Türkçü düşüncenin önemli aydınlarından Profesör Mümtaz’er Türköne, Star’dan Fadime Özkan’a verdiği bir röportajda, (bu röportajı Özkan, Okurkitaplığı Yayınları’dan çıkan Dil Yarası kitabında yayımlamıştır), meselenin nirengi noktasını ve esas yönünü, ‘Kürt sorunu Kürtçe sorunudur’ diyerek, içinde nefes alıp verdiği cemaatten farklı bir tespit yapmış ve şaşırtıcı bir çıkış yapmıştı. Gerçekçi bir yorumla Türköne, şunları söylemişti. “Bu işin [Kürt sorunun] tek çözümü Kürtlerin Kürtçeyle ilgili ne talebi varsa hiç tartışmadan, müzakere konusu yapmadan kabul etmek. Bunun uç noktası da Kürtçe eğitim meselesi. Bugün devlet kabul etse, ilkokuldan üniversiteye kadar bunu sağlayacak olanların yetişmesi için en az on yıl geçmesi lazım.”

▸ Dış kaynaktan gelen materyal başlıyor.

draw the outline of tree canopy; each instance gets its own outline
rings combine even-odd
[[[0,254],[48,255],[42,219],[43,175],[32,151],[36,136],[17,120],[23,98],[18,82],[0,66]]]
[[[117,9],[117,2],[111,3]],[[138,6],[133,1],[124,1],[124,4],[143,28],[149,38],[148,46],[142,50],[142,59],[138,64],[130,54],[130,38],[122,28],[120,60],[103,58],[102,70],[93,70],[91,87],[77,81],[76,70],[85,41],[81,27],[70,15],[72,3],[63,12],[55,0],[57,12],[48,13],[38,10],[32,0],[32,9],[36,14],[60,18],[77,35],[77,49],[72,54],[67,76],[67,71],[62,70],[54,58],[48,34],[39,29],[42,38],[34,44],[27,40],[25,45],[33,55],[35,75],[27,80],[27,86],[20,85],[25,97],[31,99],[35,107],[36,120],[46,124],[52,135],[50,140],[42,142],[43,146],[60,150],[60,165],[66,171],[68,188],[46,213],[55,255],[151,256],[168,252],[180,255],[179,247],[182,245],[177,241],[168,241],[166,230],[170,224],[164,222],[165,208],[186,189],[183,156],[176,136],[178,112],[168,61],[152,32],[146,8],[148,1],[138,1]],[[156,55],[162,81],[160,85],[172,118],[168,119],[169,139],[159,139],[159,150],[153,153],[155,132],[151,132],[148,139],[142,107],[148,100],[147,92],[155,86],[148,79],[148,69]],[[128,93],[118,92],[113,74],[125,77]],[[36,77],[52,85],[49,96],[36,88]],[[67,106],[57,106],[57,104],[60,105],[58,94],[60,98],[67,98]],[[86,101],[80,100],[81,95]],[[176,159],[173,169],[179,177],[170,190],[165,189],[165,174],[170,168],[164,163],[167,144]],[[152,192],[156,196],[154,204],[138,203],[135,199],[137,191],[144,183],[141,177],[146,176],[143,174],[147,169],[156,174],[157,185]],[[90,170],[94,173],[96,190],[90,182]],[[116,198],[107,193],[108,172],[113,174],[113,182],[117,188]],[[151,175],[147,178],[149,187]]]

Milli Eğitim Bakanlığı’na bağlı Talim ve Terbiye Kurulu’nun kararı sonucu, Kürtçe’nin seçmeli ders şeklinde resmî eğitimde yer almasıyla birlikte, devlette ‘kabul’ gerçekleşmiş görünüyor. Mesele Kürtçe’yi, Türkiye’nin nesnel bir gerçeği olarak kabul etmektir. Zihnî planda meşruiyet kazanan bir olguyu teknik açıdan düzenlemek kolaydır. Türköne’nin ‘en az on yıl ‘ süre biçtiği Kürtçe’nin önce seçmeli, sonradan ana dil statüsünde eğitimle buluşması, nereden bakılırsa, ülkedeki agresif tansiyonu bir öçlüde yatıştırabilecek niteliktedir. Aslında, Kürtçe yasağı, ülkedeki siyasî kutuplaşmalardan ziyade bölge insanının merkezle ilişkilerini de tahrip etmiştir. Yıllarca dayatılan ‘vatandaş Türkçe konuş’ politikasının zihinlerde yarattığı yarılmayı düşününce, ne dediğimiz daha iyi anlaşılacaktır. Sosyal-psikoloji uzmanları için emsalsiz bir araştırma sahası fırsatı sunan (hakikaten bu ‘yarılma’nın psikolojik boyutları araştırılmalıdır) durumun net bir betimlemesini, Mehmet Bozarslan’nın ilk baskısı 1966’da yapılan Doğu’nun Sorunları’nın ‘Doğu’da Dil Sorunu’ bölümünden okuyalım: “ 7-8 yaşındaki çocuklar Kürdçeden başka bir dil bilmeden okula giderler. Okulda, konuştukları dilden bambaşka olan ve kendilerine yabancı bir dille, yani Türkçeyle karşılaşırlar. Çocuğun kendisine anlatılan ve öğretilmek istenen konuları anlıyabilmesi ve öğrenebilmesi için önce Türkçeyi öğrenmesi gerekir. Oysa gider gitmez, bu dille okuması ve öğrenmesi isteniyor. Öğretmen anlatıyor, anlatıyor, ama o bir türlü anlamıyor. Bu durumda bir çocuğun ne sıkıntılar çektiğini, okula gittiğine ne kadar pişman olduğunu anlamak güç olamasa gerektir.”
İş sadece Kürtlere seçmeli veya ana dil biçiminde Kürtçe eğitimi vermekle sınırlı kalmamalı. Bundan başka, Türklerin de yavaş yavaş Kürtçe’yi tanımaları, öğrenmeleri, hattâ Kürtlerle bu dili konuşacak düzeyleri edinmelerini sağlamak olmalı. Şeyhmus Diken’nin dediği gibi, meselâ yayınevleri bünyelerinde Kürtçe editörlük gibi bir fikre nasıl bakarlar? Öyle ya, Kürtçe yayıncılık ilgisiz kalınmayacak ölçüde gelişmektedir, hâlihazırda.